MILANO, venerdì 11 febbraio ► (di Paolo A. Paganini) C’era una volta la “commedia all’italiana”. Diciamo che, nelle glorificazioni dei vari generi cinematografici, come appunto la “commedia all’italiana”, c’era una volta il film di Monicelli, “I soliti ignoti”. Era il 1958. Da allora a oggi è considerato storicamente l’emblema, il simbolo, il capostipite per antonomasia della “commedia all’italiana”. Nata tra le cosce del neorealismo, tra il 1950 e il 1960, ne riportava tutti gli stimoli, la vitalità e i fervori, in un crogiuolo dove si fondevano “commedia di costume”, dramma e comicità a sfondo sociale o politico o satirico, con un moralismo di sottofondo, dove non mancava una più o meno marcata intenzione didattica, per compiacere ora la sinistra ora la destra. Ancora per diversi anni il pendolo politico sarebbe oscillato tra DC e PCI.
Ma “I soliti ignoti” sono stati un capolavoro assoluto.

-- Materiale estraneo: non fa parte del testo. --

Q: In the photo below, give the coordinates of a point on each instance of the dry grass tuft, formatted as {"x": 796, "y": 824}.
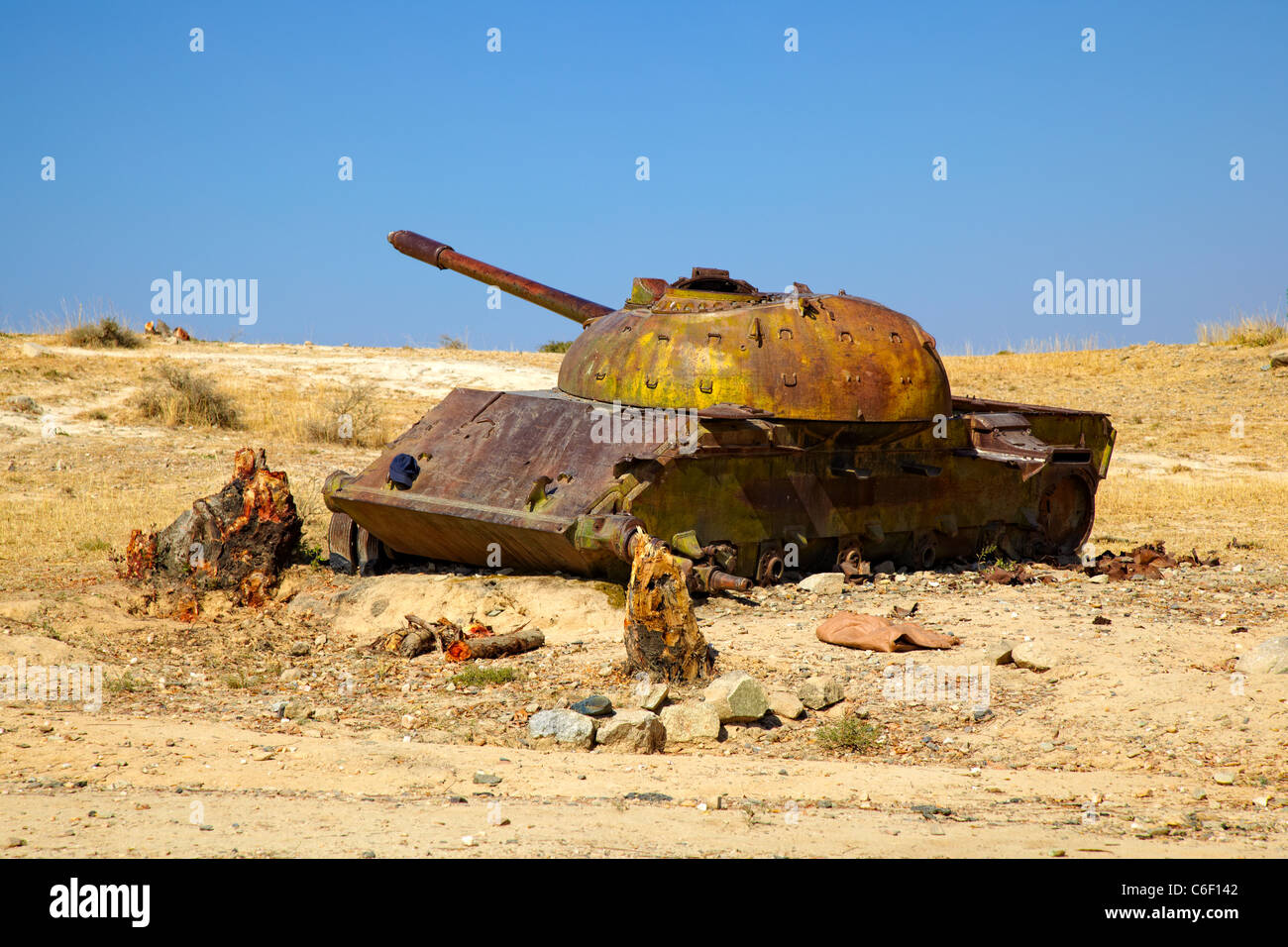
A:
{"x": 104, "y": 334}
{"x": 183, "y": 397}
{"x": 1253, "y": 331}
{"x": 349, "y": 416}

Come tutti i capostipiti, era nutrimento per tutti gusti. Già lo staff attoriale – udite udite – aveva nomi come Vittorio Gassman (che debuttava nel comico, con il personaggio d’un pugilatore suonato); Marcello Mastroianni (fotografo squattrinato), Claudia Cardinale e Tiberio Murgia (esordienti); e ancora: Totò (scassinatore in pensione) e poi Renato Salvatori, Carla Gravina, Memmo Carotenuto… Basta. Tutti personaggi e personaggini rappresentativi di tipiche categorie sociali di falliti, di poveracci, perennemente in bolletta, tra fame e debiti, tutti quelli, insomma, che, con rispettoso uso dei vari dialetti, da Nord a Sud, erano usciti malconci in un dopoguerra tra macerie e disoccupazione.
Non mariuoli, ma povera gente alla ricerca di una sopravvivenza.
Qui, dunque, anche in teatro, abbiamo a che fare con una scalcinata e improvvisata banda del buco, sicura finalmente di un provvidenziale “risarcimento” economico, che avrebbe sanato tutti i loro guai. Riescono a farsi dare la soffiata d’un colpo sicuro in un monte di pietà confinante con la cucina di un appartamento, dove sarebbe stato un gioco di ragazzi sfondare una parete di carta velina e arrivare dritti dritti alla cassaforte del monte di pietà. Tutto andrà storto. Rimarrà il conforto di una pentola di pasta e ceci nella cucina dell’appartamento…
Così nel film e così in teatro. Al Manzoni, dove, in un paio d’ore con un intervallo, si svolge un fedele canovaccio dell’opera di Monicelli. Trascina di forza dagli anni Cinquanta ai nostri tempi, al nostro impoverito oggi, e conserva solo traccia degli antichi umori sociali, morali, ritrovandoci ora in un mondo che non gli appartiene più. Oggi non esisterebbe quella banda di balordi disperati. Sarebbe sostituita da manipoli di giovinastri violenti e di delinquenziale vocazione alla prevaricazione, alla ferocia, alla mancanza di pietà e di rispetto, di amore e di solidarietà. Caratteri morali ancora ritrovabili negli anni Cinquanta.
Ora, i nostri attori, sul palcoscenico, rappresentano una dignitosa banda di generosi professionisti, che ce la mettono tutto per dare credibilità a una operazione teatrale divertente e inutile (come la brutta e inutile scenografia di Luigi Ferrigno).
I personaggi del film ci sono tutti, addirittura i nostri attori ne imitano tic e caratteri, utili a far ricordare agli anziani il godimento procurato allora da Monicelli. Per il resto si ride. A proposito o a sproposito.
Credo che il regista Vinicio Marchioni non avrebbe potuto fare di più, se non fare il rabdomante di quelle antiche tracce.
Mutatis mutandis, gli attori (Giuseppe Zeno, Fabio Triano. Paolo Giovannucci, Salvatore Caruso, Vito Facciolla, Antonio Grosso, Ivano schiavi e Marilena Anniballi) entrano con convincente disinvoltura nei vecchi panni cinematografici di Capannelle, del pugilatore, del fotografo, delle servette Nicoletta e di Carmela…
E il pubblico si diverte. Che vuoi di più a carnevale?
Si replica fino a domenica 20 febbraio.